Também de olho nos públicos das classes C, D e E, a novata Conta Zap, ajuda pessoas sem conta bancária a fazer operações financeiras básicas pelo WhatsApp, como pagamentos e transferências, e pretende oferecer microcrédito até o fim do terceiro trimestre. “Iniciativas como essa ajudam as pessoas a volta a trabalhar, pegar ônibus, pagar contas, e a economia a girar”, resume o CEO, Roberto Marinho.

Suporte ao microempreendedor 

Para muitos microempreendedores e trabalhadores informais, o acesso ao microcrédito é fundamental para investir em áreas estratégicas, como a digital -- válvula de escape atual para a sobrevivência de muitos negócios. Na crise, muitos enfrentam desafios adicionais, por não terem feito essa aposta antes, e agora se veem diante de um cenário de demanda fraca, ausência de capital de giro e dificuldades para acesso a empréstimos, com regras mais rigorosas e juros elevados. 

Diante dos efeitos da pandemia, 76% de cerca de 400 micro e pequenos empresários consultados pela Boa Vista esperam redução do faturamento nos próximos 90 dias, de acordo com pesquisa divulgada nesta quarta-feira (3), sendo que 52% veem contração de mais de 50%.
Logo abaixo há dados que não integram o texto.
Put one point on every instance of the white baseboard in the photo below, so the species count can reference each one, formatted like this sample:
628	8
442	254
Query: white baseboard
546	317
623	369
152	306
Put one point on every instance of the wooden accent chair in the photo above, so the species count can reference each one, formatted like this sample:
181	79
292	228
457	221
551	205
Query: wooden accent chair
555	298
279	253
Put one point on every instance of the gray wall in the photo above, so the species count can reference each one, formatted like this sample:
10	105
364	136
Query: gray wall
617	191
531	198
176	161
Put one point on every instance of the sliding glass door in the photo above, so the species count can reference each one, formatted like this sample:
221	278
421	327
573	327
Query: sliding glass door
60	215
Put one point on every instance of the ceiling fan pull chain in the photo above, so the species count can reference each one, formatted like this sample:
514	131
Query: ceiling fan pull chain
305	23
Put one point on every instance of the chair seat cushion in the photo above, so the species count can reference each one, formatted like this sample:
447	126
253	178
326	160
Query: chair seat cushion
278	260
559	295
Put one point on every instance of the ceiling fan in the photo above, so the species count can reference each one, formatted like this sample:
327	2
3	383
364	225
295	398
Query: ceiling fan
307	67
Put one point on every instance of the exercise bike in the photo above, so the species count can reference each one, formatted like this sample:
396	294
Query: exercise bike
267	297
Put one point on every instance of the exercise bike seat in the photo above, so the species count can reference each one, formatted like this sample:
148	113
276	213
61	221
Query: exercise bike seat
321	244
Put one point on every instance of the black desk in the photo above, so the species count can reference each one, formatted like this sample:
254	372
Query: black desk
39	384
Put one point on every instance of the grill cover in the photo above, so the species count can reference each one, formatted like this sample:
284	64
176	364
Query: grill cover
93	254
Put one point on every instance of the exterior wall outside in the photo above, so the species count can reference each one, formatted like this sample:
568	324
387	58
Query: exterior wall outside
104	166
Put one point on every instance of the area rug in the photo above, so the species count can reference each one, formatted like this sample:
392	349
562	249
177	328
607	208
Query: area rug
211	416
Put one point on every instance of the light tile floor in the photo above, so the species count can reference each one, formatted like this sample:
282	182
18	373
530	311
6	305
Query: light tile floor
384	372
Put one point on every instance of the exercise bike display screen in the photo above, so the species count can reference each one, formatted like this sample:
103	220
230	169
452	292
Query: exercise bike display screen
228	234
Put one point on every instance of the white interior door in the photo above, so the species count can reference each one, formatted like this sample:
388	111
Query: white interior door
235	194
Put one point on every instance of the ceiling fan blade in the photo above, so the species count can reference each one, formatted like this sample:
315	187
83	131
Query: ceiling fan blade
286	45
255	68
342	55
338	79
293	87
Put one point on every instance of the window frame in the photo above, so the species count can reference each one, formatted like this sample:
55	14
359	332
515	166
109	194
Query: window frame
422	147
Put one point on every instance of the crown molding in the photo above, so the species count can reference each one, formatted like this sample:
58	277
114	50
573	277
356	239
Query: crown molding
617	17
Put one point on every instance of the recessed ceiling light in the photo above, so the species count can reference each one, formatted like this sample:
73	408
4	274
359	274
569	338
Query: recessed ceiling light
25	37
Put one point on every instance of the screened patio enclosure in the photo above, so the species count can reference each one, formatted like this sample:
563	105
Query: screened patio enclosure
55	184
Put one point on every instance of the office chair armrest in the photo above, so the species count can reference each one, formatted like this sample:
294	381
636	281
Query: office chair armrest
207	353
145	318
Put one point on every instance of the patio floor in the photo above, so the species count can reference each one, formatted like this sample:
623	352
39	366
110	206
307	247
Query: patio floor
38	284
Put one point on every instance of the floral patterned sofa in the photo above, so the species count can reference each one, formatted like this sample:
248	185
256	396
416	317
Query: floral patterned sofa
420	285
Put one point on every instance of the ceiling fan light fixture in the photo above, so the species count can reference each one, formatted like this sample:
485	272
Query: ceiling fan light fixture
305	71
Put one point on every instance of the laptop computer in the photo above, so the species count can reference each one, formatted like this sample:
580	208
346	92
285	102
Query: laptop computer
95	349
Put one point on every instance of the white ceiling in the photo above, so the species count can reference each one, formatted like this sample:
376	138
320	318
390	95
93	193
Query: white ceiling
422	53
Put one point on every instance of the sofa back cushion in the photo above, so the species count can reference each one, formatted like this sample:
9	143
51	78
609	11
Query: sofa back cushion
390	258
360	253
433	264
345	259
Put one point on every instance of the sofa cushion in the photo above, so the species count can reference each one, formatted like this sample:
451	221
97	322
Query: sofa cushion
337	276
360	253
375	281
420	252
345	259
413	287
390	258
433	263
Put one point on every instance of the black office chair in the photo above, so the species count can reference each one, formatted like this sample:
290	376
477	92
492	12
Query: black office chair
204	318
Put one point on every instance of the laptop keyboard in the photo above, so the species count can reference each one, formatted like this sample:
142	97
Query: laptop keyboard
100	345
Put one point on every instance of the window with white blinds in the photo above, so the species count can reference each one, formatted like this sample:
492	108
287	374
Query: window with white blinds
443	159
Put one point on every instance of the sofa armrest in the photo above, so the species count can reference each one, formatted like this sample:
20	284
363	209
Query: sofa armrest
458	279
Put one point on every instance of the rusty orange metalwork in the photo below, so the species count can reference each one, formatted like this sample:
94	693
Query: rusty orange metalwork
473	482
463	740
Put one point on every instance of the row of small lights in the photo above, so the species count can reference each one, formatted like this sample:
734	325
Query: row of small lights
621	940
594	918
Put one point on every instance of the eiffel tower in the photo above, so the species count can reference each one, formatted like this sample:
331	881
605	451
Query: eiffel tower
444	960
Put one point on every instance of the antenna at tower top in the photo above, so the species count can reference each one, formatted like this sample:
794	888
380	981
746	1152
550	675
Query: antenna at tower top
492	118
Para mitigar os efeitos, e para além do auxílio emergencial de R$ 600, o governo federal sancionou no mês passado a lei que cria o Programa Nacional de Apoio às Microempresas e Empresas de Pequeno Porte (Pronampe). A inicativa abre crédito especial no valor de R$ 15,9 bilhões. A ideia é ajudar a socorrer empresas que hoje encontram dificuldades para contrair recursos. 

No estado de São Paulo, nove em cada dez (87%) micro e pequenas indústrias ainda não conseguiram ter acesso a crédito durante a pandemia. A dificuldade para obter empréstimo já se reflete na taxa de desemprego: 28% dessas indústrias já tiveram que demitir funcionários.

O risco de inadimplência é um dos principais agravantes, o que redobra a cautela de instituições financeiras de emprestar – e o dinheiro fica "empoçado". Ainda assim, em muitos casos, quando o tomador mostra que têm condições de pagar futuramente o empréstimo, o efeito potencial a médio e longo prazos é visto como positivo. Nas contas do governo federal, o país ultrapssou pela primeira vez na história a marca de 10 milhões de microempreendedores individuais (MEIs), em abril deste ano. 

“Eles têm uma importância extrema. Os negócios pequenos, em grandes centros e interior dos estados, são movimentados por microempreendores. É fundamental mantê-los em atividade para a ajudar na retomada econômica”, avalia Marcio Cesar Rossini, presidente da Amcred-Sul (Associação das Instituições de Microcrédito e Microfinanças da Região Sul).